Arts-in-Action tackles abuse (January 22, 2017)

Artistic Program Manager of the Applied Creative Arts program, Arts-in-Action (AiA), Brendon Lacaille, said the program will be going out into communities in 2017 to offer their services in dealing with issues of gender-based violence (GBV) and violence against women (VAW) where there is a need.

The resolve comes following a year of intense training on these issues with UN Women, which the organization has been working with for many years.
The organization will be focusing on conducting Interactive Performance Workshops, using a forum theatre approach. “In forum theatre, you create a scenario dealing with a particular problem or oppression that a community may be facing where the scene ends in a conflict. It usually ends with one of the characters being oppressed, having no rights or losing their rights and needing assistance. Basically after the scene is shared, we ask the audience to help us help the characters. During the interactive process, solutions and approaches to the problems are shared among the group, and we create an open forum for discussion of the issues using theatre techniques,” he said.
Lacaille said this work is a continuation of what the program has been doing since its inception, when AiA was founded by Dr. Dani Lyndersay in 1994 in response to a spate of domestic violence incidents. “We’ve been liaising with Ministries, different NGOs, dealing with community outreach, community empowerment and community education programs, and always on approaching issues of violence against women, gender-based violence, etc., so with the advocacy and the advocacy training, we thought putting Arts in Action there in the middle of it was another move which supported our commitment to the cause.” AiA has also partnered with UNDP and UN Women to do training workshops throughout the Caribbean, including Jamaica, St. Lucia, St. Vincent, Dominica and St. Kitts.
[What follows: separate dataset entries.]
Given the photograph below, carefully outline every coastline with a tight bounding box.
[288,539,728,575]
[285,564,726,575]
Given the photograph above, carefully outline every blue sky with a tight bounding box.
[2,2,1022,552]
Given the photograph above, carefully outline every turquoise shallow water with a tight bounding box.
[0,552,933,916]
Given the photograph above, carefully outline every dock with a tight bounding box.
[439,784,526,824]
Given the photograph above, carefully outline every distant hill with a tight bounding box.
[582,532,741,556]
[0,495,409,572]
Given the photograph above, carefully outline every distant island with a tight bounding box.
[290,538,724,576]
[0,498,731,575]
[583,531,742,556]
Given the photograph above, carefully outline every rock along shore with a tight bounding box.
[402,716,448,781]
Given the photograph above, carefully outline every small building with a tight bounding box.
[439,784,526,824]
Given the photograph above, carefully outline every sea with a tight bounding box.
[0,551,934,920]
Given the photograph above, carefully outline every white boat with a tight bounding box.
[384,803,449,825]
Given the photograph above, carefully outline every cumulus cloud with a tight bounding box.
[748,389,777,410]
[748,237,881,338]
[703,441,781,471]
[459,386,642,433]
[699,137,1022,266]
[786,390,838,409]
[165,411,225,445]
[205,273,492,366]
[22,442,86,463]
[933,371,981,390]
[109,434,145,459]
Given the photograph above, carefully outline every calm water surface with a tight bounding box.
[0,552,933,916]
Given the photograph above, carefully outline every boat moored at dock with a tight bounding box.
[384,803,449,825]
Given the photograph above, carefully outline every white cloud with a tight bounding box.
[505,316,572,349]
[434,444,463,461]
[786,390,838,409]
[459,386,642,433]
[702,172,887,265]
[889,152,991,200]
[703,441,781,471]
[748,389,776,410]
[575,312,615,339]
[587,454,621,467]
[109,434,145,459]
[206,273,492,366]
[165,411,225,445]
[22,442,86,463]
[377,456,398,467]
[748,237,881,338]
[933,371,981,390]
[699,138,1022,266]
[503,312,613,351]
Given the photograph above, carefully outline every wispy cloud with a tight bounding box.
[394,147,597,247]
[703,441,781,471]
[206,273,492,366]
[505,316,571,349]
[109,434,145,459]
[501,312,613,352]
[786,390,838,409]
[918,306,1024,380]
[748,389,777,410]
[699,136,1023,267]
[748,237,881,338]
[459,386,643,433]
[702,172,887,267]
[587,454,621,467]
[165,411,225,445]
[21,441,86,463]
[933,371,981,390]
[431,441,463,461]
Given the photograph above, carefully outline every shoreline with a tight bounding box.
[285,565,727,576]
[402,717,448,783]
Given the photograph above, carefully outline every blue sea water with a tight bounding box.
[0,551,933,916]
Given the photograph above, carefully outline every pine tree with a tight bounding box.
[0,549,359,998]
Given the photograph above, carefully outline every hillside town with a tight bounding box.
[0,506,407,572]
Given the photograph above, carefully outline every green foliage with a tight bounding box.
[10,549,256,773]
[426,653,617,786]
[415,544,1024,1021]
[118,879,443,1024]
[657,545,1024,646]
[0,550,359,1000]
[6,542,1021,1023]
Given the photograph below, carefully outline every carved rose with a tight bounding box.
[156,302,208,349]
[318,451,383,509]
He paid special tribute to Dr. Lyndersay, playwright Rawle Gibbons, who was the head of the then Centre for the Creative and Festival Arts when the program was started, and Gabrielle Henderson, currently Senior Programme Specialist at UN Women. He said Henderson’s work with AiA during their partnership in the Break the Silence campaign had influenced the training and education being done at UN Women now.
Lacaiile said AiA is reviewing and redesigning its programs to determine how the training received can play into a larger fight against these issues, especially with regards to information sharing within communities and methodologies. “There are always instances of gender equality that can be approached, especially in youth development, how young men feel about themselves, how young women feel about themselves, how they negotiate in terms of how society sets up their roles and how gender plays a part in it. So there’s a realization on our part that it’s a broader way of dealing with the problem, and not just have a GBV campaign at one point or in one community, but make a curriculum that speaks to a whole cross-section of issues.”
Lacaille said the company will also be initiating programs in communities, in contrast to what they have been doing over the years, where they have been approached by community organizations, NGO’s, Ministries, etc. “We’re looking to create new kinds of work and new kinds of opportunities for communities. We’re no longer waiting to be approached, but we are going in and asking organizations to partner with us to find new avenues and new approaches we think will be beneficial to them to see this is what we can do things differently.”
He stressed that AiA is not proposing to be a saviour for any community. “It’s about us helping the audience and communities to help themselves and it’s us learning as well. We never have a kind of attitude where “we come to save you, we come to help you with your problem” or when we go into a school “you know how allyuh like to fight.” We basically present the issue and try and create an open forum for the discussion of the issues that we share.”